To put things in perspective, Gartner estimates global cloud spend for 2019 around $206 billion, of which $39.5 billion will be spent on IaaS. Typically, two-thirds of IaaS resources are dedicated to compute, which is particularly vulnerable to underutilization.
That’s one of the reasons that a recent RightScale State of the Cloud survey has found that cloud cost optimization is the top initiative for companies in 2019 for the third year in a row, increasing to 64% from 58% in 2018.
It’s worth noting that this is not a top IT initiative but a top company initiative, as cloud cost management is one of the few challenges that not only deeply affects engineering and IT teams, but also the company’s bottom line.
Underutilization is on the rise due to the convergence of three parallel trends:
- A lack of governance
- the imperative for developers to move fast and,
- overall, the increasing complexity of systems and functions.

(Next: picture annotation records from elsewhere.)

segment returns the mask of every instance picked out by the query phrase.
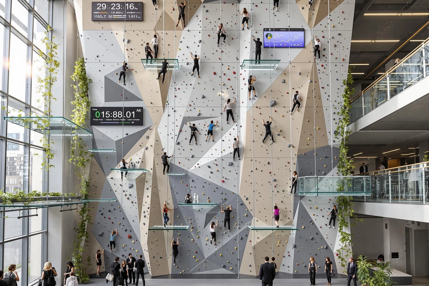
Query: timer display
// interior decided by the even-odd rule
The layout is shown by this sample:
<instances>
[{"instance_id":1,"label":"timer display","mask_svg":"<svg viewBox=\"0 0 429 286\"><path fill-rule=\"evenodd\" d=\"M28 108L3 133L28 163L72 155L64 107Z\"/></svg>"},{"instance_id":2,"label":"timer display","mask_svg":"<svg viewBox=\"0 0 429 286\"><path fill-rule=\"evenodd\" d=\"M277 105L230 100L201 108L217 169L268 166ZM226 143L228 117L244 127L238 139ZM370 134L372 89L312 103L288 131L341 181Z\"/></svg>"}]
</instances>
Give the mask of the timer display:
<instances>
[{"instance_id":1,"label":"timer display","mask_svg":"<svg viewBox=\"0 0 429 286\"><path fill-rule=\"evenodd\" d=\"M91 125L143 125L142 107L91 107Z\"/></svg>"},{"instance_id":2,"label":"timer display","mask_svg":"<svg viewBox=\"0 0 429 286\"><path fill-rule=\"evenodd\" d=\"M92 2L91 21L142 21L143 2Z\"/></svg>"}]
</instances>

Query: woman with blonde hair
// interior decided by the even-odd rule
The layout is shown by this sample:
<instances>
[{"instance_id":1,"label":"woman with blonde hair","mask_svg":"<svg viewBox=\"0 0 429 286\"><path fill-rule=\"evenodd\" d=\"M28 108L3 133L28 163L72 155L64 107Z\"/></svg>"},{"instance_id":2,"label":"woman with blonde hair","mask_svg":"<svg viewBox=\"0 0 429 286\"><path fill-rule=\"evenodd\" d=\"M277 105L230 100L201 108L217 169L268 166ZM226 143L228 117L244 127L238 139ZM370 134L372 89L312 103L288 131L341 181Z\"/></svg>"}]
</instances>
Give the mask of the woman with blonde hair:
<instances>
[{"instance_id":1,"label":"woman with blonde hair","mask_svg":"<svg viewBox=\"0 0 429 286\"><path fill-rule=\"evenodd\" d=\"M314 258L311 256L308 262L308 273L310 273L310 285L316 285L316 274L317 272L317 265L314 261Z\"/></svg>"},{"instance_id":2,"label":"woman with blonde hair","mask_svg":"<svg viewBox=\"0 0 429 286\"><path fill-rule=\"evenodd\" d=\"M43 271L42 272L42 277L40 280L43 281L43 286L52 285L51 282L52 280L55 280L55 276L58 274L55 268L52 267L50 262L46 262L43 266Z\"/></svg>"}]
</instances>

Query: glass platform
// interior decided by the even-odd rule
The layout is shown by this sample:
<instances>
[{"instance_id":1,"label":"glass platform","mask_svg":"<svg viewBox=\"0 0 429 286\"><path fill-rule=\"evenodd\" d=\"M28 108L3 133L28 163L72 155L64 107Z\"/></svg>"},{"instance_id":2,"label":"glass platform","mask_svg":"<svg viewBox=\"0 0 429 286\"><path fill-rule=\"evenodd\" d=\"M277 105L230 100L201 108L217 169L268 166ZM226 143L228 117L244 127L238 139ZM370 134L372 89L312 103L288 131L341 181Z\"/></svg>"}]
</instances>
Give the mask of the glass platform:
<instances>
[{"instance_id":1,"label":"glass platform","mask_svg":"<svg viewBox=\"0 0 429 286\"><path fill-rule=\"evenodd\" d=\"M164 60L166 60L167 62L169 64L167 66L167 70L178 69L180 68L179 61L177 59L157 59L151 60L150 59L142 59L142 63L143 64L145 69L160 69Z\"/></svg>"},{"instance_id":2,"label":"glass platform","mask_svg":"<svg viewBox=\"0 0 429 286\"><path fill-rule=\"evenodd\" d=\"M248 226L247 227L251 230L298 230L291 226Z\"/></svg>"},{"instance_id":3,"label":"glass platform","mask_svg":"<svg viewBox=\"0 0 429 286\"><path fill-rule=\"evenodd\" d=\"M259 70L274 70L280 63L280 60L245 60L241 69Z\"/></svg>"},{"instance_id":4,"label":"glass platform","mask_svg":"<svg viewBox=\"0 0 429 286\"><path fill-rule=\"evenodd\" d=\"M51 136L92 136L91 132L63 117L7 117L5 120Z\"/></svg>"},{"instance_id":5,"label":"glass platform","mask_svg":"<svg viewBox=\"0 0 429 286\"><path fill-rule=\"evenodd\" d=\"M121 169L120 168L113 168L110 169L112 171L118 172L128 172L128 173L147 173L149 171L146 169Z\"/></svg>"},{"instance_id":6,"label":"glass platform","mask_svg":"<svg viewBox=\"0 0 429 286\"><path fill-rule=\"evenodd\" d=\"M154 226L149 230L187 230L189 226Z\"/></svg>"}]
</instances>

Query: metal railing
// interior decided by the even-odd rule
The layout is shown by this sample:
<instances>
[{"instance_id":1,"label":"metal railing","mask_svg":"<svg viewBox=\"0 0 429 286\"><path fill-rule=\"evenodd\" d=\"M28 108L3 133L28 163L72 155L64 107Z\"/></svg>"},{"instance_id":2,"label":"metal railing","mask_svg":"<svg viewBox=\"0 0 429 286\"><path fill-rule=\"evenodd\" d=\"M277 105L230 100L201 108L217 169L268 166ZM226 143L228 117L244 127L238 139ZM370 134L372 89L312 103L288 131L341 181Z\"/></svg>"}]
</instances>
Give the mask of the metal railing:
<instances>
[{"instance_id":1,"label":"metal railing","mask_svg":"<svg viewBox=\"0 0 429 286\"><path fill-rule=\"evenodd\" d=\"M350 101L350 123L429 76L428 61L429 38Z\"/></svg>"}]
</instances>

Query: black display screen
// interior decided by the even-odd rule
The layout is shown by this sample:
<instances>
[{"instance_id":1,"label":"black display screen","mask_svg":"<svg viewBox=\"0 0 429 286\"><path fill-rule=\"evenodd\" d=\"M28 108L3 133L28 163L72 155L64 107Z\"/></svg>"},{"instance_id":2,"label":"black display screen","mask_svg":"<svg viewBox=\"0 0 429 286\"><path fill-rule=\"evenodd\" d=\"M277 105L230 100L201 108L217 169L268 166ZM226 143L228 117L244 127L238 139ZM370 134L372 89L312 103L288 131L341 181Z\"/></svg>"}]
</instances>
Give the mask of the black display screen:
<instances>
[{"instance_id":1,"label":"black display screen","mask_svg":"<svg viewBox=\"0 0 429 286\"><path fill-rule=\"evenodd\" d=\"M143 2L92 2L93 21L143 21Z\"/></svg>"},{"instance_id":2,"label":"black display screen","mask_svg":"<svg viewBox=\"0 0 429 286\"><path fill-rule=\"evenodd\" d=\"M91 125L142 125L142 107L91 107Z\"/></svg>"}]
</instances>

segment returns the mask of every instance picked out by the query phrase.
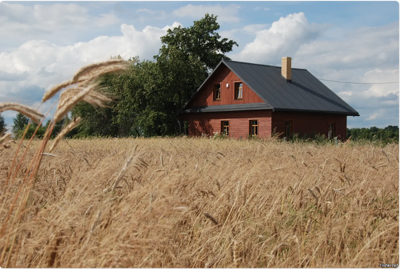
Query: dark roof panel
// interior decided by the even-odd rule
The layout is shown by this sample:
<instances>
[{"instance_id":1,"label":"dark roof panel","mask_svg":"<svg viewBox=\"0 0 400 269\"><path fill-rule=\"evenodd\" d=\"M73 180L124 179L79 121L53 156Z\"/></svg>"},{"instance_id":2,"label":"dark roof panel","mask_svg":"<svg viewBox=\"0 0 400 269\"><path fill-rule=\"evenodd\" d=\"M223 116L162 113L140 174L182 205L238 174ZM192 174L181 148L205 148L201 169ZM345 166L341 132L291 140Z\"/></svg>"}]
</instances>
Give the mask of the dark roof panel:
<instances>
[{"instance_id":1,"label":"dark roof panel","mask_svg":"<svg viewBox=\"0 0 400 269\"><path fill-rule=\"evenodd\" d=\"M195 106L184 110L182 113L192 113L198 112L217 112L235 111L236 110L253 110L261 109L272 109L265 103L253 103L238 105L220 105Z\"/></svg>"},{"instance_id":2,"label":"dark roof panel","mask_svg":"<svg viewBox=\"0 0 400 269\"><path fill-rule=\"evenodd\" d=\"M307 111L358 116L358 113L305 69L292 69L292 80L281 67L223 60L274 110Z\"/></svg>"}]
</instances>

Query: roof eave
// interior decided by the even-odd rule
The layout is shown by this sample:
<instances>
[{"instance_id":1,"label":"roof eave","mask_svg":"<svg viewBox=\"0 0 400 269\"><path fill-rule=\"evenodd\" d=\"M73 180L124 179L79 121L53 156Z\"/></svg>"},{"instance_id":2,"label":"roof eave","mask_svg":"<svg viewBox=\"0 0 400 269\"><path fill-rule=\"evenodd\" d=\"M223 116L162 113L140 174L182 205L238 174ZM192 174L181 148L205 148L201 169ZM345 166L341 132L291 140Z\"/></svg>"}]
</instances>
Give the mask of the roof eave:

As a result, cloud compute services often run at a utilization as low as 10%-40%. In addition, cloud users often underestimate their amount of wasted cloud spend, placing it at 27% in 2019. A Flexera survey measured the actual waste of cloud costs at 35% in the absence of effective management.
Manual, AIOps, CSEM
There are many ways to skin this cat.
Manual optimization by cloud consultants or engineers is far from immune to frequent code changes. Performance engineers manually conduct point in time performance/cost analysis, but code is updated so frequently today, that their recommendations quickly become out-dated. With CI/CD processes in place, across all their services many organizations have at least a few deployments every day. Also, manual optimization cannot take into account the impact of workloads on daily, monthly or annual seasonality.
Some optimization can be achieved through the use of advanced AIOps solutions. AIOps monitor IT performance to both identify anomalies and consolidate incidents around a root cause. Taking a bird’s eye view to the development of AIOps technology, Gartner predicts that within the next five years this category will mature to reach the “Act” stage, enabling it not only to alert but to autonomously remediate and streamline operations.

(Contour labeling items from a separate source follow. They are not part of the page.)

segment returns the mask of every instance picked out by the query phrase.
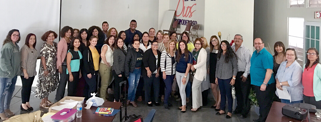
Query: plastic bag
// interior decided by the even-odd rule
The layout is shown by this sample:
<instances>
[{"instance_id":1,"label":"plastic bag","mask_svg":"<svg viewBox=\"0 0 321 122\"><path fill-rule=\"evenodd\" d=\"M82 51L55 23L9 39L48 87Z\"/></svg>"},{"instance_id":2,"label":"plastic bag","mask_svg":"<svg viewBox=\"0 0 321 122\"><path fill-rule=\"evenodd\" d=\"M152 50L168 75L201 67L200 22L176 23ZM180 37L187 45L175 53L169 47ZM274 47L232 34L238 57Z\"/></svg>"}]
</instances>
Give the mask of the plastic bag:
<instances>
[{"instance_id":1,"label":"plastic bag","mask_svg":"<svg viewBox=\"0 0 321 122\"><path fill-rule=\"evenodd\" d=\"M88 104L88 103L89 102L89 101L91 101L92 102L92 103L92 103L92 106L98 107L102 105L102 104L104 102L104 99L101 98L97 97L95 96L96 95L96 93L90 93L90 95L93 96L92 97L88 99L88 100L87 100L86 102L86 104Z\"/></svg>"}]
</instances>

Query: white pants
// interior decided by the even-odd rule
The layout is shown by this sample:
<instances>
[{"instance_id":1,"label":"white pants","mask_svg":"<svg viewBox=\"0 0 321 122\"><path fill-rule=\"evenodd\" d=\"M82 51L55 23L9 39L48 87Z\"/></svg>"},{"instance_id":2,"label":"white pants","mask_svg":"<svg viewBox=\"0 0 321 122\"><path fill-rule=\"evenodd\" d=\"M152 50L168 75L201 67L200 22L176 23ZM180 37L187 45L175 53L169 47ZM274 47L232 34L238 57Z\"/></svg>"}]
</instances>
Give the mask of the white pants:
<instances>
[{"instance_id":1,"label":"white pants","mask_svg":"<svg viewBox=\"0 0 321 122\"><path fill-rule=\"evenodd\" d=\"M186 93L185 92L185 89L186 88L186 85L188 82L188 79L189 78L189 73L187 74L186 77L186 82L185 84L183 84L182 80L183 78L184 78L184 75L185 73L181 73L176 72L176 79L177 81L177 85L178 85L178 88L179 88L179 94L181 95L181 98L182 99L182 105L186 105Z\"/></svg>"}]
</instances>

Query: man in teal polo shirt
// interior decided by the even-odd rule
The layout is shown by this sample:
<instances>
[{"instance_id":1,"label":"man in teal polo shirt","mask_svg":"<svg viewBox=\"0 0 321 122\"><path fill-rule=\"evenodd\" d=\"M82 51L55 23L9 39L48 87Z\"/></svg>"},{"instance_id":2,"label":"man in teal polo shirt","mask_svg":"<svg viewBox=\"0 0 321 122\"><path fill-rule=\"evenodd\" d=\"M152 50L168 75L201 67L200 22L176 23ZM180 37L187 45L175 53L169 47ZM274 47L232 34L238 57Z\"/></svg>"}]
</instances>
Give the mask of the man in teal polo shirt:
<instances>
[{"instance_id":1,"label":"man in teal polo shirt","mask_svg":"<svg viewBox=\"0 0 321 122\"><path fill-rule=\"evenodd\" d=\"M254 44L256 50L251 58L250 73L251 84L254 86L260 107L260 117L258 119L253 121L265 122L272 106L273 90L273 87L275 87L270 85L275 82L272 75L273 58L264 48L264 43L262 39L255 39Z\"/></svg>"}]
</instances>

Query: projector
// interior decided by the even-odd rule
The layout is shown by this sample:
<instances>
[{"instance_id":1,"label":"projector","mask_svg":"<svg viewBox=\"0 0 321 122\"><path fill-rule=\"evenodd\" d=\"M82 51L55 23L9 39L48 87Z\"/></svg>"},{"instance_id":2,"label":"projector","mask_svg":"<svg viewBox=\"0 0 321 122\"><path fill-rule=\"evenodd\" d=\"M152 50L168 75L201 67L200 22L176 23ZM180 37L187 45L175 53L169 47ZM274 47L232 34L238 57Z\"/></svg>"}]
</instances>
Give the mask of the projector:
<instances>
[{"instance_id":1,"label":"projector","mask_svg":"<svg viewBox=\"0 0 321 122\"><path fill-rule=\"evenodd\" d=\"M298 119L303 120L307 118L308 111L299 107L286 105L282 107L282 114Z\"/></svg>"}]
</instances>

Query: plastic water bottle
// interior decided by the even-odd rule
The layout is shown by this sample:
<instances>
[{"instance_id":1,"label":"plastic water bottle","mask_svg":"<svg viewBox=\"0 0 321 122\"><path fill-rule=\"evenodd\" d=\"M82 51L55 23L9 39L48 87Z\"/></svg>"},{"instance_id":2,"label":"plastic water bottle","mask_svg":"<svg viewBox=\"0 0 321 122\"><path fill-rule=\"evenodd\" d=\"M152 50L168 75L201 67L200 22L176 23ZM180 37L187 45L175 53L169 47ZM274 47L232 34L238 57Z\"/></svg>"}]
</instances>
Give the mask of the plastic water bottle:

Currently, however, the benefit of AIOps tools comes from watching cloud performance and then providing feedback for admins. This goes a long way towards reducing noise and providing causality, but still leaves the lion’s share of optimization to manual operations. The volume of parameters, changing IT environments, and frequency of code pushes makes it impossible for a human to optimize a system in a useful timeframe.

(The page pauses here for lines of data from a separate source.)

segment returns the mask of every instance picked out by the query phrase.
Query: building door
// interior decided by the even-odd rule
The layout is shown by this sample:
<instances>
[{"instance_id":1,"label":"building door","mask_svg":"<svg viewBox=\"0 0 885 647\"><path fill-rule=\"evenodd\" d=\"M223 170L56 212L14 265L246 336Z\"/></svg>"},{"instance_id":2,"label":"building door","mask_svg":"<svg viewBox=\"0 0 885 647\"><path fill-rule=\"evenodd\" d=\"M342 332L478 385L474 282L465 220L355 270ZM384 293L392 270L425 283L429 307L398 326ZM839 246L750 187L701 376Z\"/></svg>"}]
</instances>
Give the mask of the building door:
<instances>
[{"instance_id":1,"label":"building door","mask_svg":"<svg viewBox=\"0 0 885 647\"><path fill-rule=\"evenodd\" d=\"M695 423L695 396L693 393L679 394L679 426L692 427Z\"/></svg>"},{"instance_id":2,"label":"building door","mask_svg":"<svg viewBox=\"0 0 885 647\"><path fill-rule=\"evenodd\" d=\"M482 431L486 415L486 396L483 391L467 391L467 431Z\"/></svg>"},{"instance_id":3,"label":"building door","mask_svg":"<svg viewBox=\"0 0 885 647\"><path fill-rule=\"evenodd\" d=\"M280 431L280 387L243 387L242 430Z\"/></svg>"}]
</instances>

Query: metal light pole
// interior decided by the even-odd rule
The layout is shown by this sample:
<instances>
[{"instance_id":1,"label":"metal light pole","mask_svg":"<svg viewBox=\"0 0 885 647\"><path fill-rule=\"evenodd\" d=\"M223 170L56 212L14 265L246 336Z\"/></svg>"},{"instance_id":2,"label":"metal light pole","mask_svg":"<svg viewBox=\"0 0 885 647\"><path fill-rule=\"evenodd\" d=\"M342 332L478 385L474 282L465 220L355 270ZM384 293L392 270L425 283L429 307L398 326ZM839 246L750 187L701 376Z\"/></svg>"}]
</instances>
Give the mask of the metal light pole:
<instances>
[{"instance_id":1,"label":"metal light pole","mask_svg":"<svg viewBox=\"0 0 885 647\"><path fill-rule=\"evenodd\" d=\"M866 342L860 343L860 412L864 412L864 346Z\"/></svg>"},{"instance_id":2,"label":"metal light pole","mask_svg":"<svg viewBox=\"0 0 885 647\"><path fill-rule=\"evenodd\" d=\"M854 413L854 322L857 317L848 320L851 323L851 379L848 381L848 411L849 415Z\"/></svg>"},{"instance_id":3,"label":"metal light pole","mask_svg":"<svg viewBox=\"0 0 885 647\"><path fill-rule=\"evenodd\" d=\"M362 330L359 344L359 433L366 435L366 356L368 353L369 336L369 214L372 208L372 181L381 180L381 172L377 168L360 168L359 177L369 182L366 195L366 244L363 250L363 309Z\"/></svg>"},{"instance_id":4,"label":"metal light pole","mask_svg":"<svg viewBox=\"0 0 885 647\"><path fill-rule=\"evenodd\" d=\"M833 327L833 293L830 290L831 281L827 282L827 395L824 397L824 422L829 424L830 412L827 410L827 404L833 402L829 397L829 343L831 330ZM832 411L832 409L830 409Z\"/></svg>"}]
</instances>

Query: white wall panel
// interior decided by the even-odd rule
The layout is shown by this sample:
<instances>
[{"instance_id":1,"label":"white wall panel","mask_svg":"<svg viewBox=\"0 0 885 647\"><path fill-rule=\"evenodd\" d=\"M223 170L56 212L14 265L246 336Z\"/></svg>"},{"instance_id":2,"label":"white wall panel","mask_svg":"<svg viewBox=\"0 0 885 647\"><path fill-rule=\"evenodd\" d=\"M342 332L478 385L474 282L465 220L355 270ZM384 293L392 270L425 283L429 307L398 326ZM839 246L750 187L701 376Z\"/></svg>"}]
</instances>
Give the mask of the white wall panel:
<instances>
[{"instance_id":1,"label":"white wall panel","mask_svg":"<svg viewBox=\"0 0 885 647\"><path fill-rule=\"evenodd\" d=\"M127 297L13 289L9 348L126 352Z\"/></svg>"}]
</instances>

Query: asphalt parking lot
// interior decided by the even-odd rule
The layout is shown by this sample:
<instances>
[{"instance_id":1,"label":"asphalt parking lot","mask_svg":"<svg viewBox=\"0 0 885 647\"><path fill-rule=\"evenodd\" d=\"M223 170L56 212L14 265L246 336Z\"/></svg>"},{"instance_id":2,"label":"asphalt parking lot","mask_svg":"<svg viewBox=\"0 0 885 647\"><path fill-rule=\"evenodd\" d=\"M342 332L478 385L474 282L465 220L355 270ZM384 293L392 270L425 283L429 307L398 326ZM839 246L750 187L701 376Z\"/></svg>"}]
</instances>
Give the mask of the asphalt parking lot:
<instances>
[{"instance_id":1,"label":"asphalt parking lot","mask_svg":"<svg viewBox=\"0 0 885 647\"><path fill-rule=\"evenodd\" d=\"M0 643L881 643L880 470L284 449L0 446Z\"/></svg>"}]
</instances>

Cloud Service Expense Management approached the problem through cost control. Since the service breadth and frequent price changes of cloud usage make it challenging to track, CSEM normalizes results across platforms and map cloud resources to specific owners and teams. This enables finance departments to allocate spend to particular products or business units. However, CSEM software doesn’t cover full cloud functionality and operations, often failing to support reserved and spot instances, chargebacks, ongoing rightsizing, etc.
Untapped Cloud Cost Optimization Potential
Implementing one or all of these approaches still leaves a vast untapped optimization potential, that goes beyond cloud and workload management solutions. Tapping this potential requires taking a completely new approach, real-time kernel and OS-level adaptations.
Low-level server optimization uses AI for continuous real-time adaptations of all the kernel and OS processes. Using AI to identify the optimal combination of relevant OS and kernel resources and parameter settings based on actual application demands is key to boosting an application’s performance. Research shows that low-level server changes can lead to an improvement in request-response time and increased throughput, which can translate in many cases to drastically reduced compute costs.
Optimizing allocated resources in the kernel and OS for the efficient frontier between performance and cost in real-time achieves a dramatic increase in utilization and throughput and a significant decrease in response time. The results are immediate and palpable: by enhancing server performance (increasing utilization) for existing cloud resources, compute costs can be driven down by more than half.
Cloud cost management is a challenge that isn’t going away anytime soon. In fact, Gartner foresees that “through 2020, 80% of organizations will overshoot their cloud IaaS budgets.” AI-driven real-time low-level server optimization takes the bull by the horns by maximizing performance as close as possible to the machine and creating the ultimate optimization effect that ripples across the full IT stack.